American science journalist (born 1980)

Nadia Drake is an American science journalist of Lebanese descent who specializes in covering space exploration, space science, and the search for life beyond Earth. Currently freelance, she was a long-time contributing writer at National Geographic and formerly the interim Physics Editor at Quanta Magazine.

== Early life and education ==
Drake grew up near Santa Cruz, California.

In 2002, she earned an AB in biology, psychology, and dance at Cornell University.

She returned to Cornell for her PhD in genetics and developmental biology in 2004, and defended her dissertation in 2009. Her PhD thesis is titled Phenotypic consequences of imprinting perturbations at Rasgrf1 in mouse.

In 2011 she graduated from the Science Communication (SciCom) program at UC Santa Cruz.

== Career ==
Drake worked in a clinical genetics lab at the Johns Hopkins University School of Medicine after earning her undergraduate degree from Cornell University.

During her residence at the UCSC's SciCom program, she was a reporting intern for the Santa Cruz Sentinel, The San Jose Mercury News, and Nature.

Afterwards she moved to Washington, D.C. for an internship at Science News, which turned into a job as the magazine's astronomy reporter.

Drake then returned to the San Francisco Bay Area for a science reporting job at Wired.

After that, she was hired as a contributing writer at National Geographic, where she wrote digital news stories and print magazine features until 2023. She has also been a freelance contributor for publications including to Scientific American, The New York Times, The Wall Street Journal, and The Atlantic.

In 2022, NASA appointed Drake to its Unidentified Anomalous Phenomena independent study panel, where she was one of 16 experts tasked with identifying a role for the agency in addressing the question of UAP.

Since 2024, Drake has been working as a consultant with ETH-Zurich; in 2024 she joined the board of directors of the SETI Institute as observer.

== Book ==
Drake is the author of Little Book of Wonders: Celebrating the Gifts of the Natural World (National Geographic Books, 2016).

== Awards and honours ==

- In 2016 Drake received the American Astronomical Society's Jonathan Eberhart Planetary Sciences Journalism Award for her article "Scientists in Flying Telescope Race to Intercept Pluto's Shadow," which appeared July 3, 2015, on National Geographic's website.
- In 2017 she won the David N. Schramm Award for High Energy Astrophysics Science Journalism from the High Energy Astrophysics Division of the American Astronomical Society for "Found!

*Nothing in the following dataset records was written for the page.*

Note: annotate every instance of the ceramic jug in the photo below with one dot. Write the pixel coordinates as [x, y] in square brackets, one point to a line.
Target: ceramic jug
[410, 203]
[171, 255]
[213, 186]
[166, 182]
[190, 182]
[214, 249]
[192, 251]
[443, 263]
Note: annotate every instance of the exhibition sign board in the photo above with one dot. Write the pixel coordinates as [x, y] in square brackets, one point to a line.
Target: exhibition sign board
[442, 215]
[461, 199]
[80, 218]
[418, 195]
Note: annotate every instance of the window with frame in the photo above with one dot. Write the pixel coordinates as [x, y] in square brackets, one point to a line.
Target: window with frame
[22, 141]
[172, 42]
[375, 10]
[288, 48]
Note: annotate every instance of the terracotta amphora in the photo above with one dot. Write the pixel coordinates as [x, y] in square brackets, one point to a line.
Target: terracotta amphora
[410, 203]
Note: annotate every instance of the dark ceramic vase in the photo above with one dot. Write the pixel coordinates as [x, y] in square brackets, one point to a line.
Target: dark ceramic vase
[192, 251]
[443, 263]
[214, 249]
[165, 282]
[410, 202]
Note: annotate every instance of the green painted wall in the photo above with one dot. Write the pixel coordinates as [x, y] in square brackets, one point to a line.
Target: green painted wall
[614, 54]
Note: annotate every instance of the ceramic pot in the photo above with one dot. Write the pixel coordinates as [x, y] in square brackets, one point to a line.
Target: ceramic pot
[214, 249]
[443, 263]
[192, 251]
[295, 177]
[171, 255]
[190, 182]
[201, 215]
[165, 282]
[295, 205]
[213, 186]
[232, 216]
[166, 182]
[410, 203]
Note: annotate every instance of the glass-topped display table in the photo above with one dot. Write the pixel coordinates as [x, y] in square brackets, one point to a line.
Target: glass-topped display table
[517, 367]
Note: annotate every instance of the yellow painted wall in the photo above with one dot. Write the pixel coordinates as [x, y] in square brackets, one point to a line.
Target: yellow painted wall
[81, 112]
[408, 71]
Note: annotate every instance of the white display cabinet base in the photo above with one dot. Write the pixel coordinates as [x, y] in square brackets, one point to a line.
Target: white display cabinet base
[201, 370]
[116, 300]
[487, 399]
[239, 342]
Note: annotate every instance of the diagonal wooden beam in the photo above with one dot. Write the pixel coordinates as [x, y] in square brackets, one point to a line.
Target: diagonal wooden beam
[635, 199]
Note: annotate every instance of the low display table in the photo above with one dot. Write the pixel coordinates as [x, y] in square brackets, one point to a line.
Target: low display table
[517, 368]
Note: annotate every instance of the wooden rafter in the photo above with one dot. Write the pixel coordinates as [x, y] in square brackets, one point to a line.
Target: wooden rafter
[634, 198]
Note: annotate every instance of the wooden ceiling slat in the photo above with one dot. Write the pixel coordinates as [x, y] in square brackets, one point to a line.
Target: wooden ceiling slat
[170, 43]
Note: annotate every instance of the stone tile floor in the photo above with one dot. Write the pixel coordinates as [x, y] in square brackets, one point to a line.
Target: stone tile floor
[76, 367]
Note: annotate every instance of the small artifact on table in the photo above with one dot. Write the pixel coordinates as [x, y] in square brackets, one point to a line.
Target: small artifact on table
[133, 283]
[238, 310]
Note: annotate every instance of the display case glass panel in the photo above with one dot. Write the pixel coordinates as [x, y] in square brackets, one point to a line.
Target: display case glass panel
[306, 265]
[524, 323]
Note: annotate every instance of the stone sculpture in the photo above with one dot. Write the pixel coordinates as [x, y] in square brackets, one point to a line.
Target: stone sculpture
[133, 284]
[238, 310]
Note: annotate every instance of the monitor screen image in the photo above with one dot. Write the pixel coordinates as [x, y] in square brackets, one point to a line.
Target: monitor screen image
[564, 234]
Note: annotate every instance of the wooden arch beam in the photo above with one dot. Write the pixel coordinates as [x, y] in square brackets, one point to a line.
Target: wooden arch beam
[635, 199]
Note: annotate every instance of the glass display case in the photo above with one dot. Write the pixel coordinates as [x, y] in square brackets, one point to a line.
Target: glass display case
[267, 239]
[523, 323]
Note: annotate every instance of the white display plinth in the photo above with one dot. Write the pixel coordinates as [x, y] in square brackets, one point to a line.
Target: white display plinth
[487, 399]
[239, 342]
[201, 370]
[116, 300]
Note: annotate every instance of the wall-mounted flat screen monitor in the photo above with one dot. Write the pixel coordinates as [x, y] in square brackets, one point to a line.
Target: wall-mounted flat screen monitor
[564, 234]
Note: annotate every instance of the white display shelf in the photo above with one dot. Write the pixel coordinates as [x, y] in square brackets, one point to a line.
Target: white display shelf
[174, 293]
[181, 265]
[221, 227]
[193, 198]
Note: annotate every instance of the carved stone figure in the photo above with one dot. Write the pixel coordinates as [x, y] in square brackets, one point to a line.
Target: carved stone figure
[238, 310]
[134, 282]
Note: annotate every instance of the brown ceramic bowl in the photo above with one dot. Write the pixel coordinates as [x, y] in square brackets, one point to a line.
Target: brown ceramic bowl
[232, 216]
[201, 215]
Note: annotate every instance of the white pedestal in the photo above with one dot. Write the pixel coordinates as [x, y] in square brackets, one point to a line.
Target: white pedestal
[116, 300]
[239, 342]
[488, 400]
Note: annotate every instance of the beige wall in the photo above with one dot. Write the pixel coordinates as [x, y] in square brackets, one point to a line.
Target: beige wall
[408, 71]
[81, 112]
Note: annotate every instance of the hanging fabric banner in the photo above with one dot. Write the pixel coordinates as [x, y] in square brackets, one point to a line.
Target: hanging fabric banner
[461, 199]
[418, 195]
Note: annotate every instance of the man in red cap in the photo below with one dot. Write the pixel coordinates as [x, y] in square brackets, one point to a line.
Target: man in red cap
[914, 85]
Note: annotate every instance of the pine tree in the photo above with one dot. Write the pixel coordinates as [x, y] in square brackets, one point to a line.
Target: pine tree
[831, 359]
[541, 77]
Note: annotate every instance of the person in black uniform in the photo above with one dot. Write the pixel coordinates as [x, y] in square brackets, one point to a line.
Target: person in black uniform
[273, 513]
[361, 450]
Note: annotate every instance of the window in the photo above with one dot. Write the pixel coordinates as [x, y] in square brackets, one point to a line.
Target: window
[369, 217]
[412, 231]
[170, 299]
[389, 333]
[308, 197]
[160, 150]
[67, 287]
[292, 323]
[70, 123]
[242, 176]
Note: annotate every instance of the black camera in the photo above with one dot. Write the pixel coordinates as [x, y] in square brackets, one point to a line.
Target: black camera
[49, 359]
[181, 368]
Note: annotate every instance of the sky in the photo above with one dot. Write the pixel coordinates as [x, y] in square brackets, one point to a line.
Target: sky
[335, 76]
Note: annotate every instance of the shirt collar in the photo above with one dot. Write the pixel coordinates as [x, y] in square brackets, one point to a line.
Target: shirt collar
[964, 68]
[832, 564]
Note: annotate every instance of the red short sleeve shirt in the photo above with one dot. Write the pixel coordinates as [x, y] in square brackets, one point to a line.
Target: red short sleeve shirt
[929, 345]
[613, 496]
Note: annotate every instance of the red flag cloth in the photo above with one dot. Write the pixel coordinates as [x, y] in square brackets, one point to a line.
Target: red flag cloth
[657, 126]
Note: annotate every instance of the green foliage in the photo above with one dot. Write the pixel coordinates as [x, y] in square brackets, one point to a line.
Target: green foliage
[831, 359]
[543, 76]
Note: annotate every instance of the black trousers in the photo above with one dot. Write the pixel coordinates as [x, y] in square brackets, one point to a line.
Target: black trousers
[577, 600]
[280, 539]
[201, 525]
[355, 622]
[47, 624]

Gravitational Waves, or a Wrinkle in Spacetime" which was published on National Geographic's website on February 11, 2016.
- In 2024, the American Geophysical Union awarded its Walter M. Sullivan award to Drake for “The Alien Moon Shot,” a feature that was National Geographic’s cover story in October 2023.

== Personal life ==
Drake is the daughter of SETI pioneer Frank Drake and Amahl Drake (née Shakhashiri). Her mother is from Lebanon and emigrated as a teenager.